Après avoir accusé les « autorités congolaises » d’avoir une « large part de responsabilité » dans l’assassinat du regretté directeur exécutif de la « Voix des Sans Voix » Floribert Chebeya Bahizire et de son chauffeur Fidèle Bazana, l’homme asséna: « Si Kabila rempilait pour un nouveau bail de cinq ans, on va assister à la disparition totale de l’Etat congolais ».

« DU MOBUTISME SANS MOBUTU »

En juin 2010, le président des Fonus estimait donc que « la gestion d’un Etat est une charge bien trop lourde » pour « Joseph ». « Il devrait en son âme et conscience reconnaître son échec et se mettre à l’écart et laisser les citoyens se choisir un nouveau chef de l’Etat ».

Dans une lettre datée du 30 octobre 2016 adressée au procureur général de la République, le même Olenghankoy dénonçait le « harcèlement » dont faisaient l’objet les leaders politiques de la « plateforme Rassemblement des forces politiques et sociales acquises au changement ». C’était une vingtaine de jours après l’arrestation de Bruno Tshibala, alors secrétaire général adjoint de l’UDPS. A l’appui de sa démarche, l’opposant épingla le « plasticage » du siège de son parti dans la nuit du 19 au 20 septembre 2016.

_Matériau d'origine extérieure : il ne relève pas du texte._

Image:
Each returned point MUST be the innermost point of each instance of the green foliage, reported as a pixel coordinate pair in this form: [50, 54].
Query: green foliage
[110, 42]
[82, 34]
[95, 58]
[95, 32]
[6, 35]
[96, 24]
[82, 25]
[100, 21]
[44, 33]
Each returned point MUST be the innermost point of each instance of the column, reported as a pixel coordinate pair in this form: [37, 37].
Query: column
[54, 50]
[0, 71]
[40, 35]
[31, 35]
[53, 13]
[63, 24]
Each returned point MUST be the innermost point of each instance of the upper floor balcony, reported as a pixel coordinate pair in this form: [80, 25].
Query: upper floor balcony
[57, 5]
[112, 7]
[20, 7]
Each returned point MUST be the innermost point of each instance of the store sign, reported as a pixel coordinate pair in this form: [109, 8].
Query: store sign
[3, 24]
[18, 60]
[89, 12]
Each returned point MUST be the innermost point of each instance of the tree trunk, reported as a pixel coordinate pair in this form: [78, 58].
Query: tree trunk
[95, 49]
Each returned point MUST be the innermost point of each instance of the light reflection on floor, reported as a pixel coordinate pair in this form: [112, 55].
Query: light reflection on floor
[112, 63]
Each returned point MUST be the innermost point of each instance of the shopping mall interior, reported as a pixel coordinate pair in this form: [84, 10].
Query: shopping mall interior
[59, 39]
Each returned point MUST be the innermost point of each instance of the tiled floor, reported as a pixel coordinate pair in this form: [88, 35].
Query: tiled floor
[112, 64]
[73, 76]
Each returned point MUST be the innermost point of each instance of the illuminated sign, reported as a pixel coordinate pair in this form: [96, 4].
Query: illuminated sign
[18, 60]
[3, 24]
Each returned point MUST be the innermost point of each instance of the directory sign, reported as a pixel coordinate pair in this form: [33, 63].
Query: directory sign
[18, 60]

Du 8 au 10 juin 2016, Joseph Olenghankoy a participé, à l’instar d’autres opposants, à la « Conférence de Genval » ayant donné naissance au « Rassemblement ». Dans l’Acte d’engagement signé par les représentants des différents partis et coalitions politiques, on peut lire notamment ces mots: « Prenons acte de la fin du deuxième et dernier mandat de Monsieur Joseph Kabila Kabange le 19 décembre 2016 à minuit et saluons son départ du pouvoir le 20 décembre 2016 à 0h00 ». Le document fut contresigné par tous.

Une année après, « Joseph Kabila » trône toujours à la tête de l’Etat. L’homme n’a pas changé. Il poursuit sa « carrière » de dictateur. L’opposant, lui, a changé. Pire, il est devenu un des adulateurs du tyran qu’il accablait des critiques. Est-ce une raison de fabuler en crachant sur la mémoire des victimes du régime honni? Qui oubliera qu’en juin 2010 le même Olenghakoy clamait que le « raïs » « faisait du mobutisme sans Mobutu »?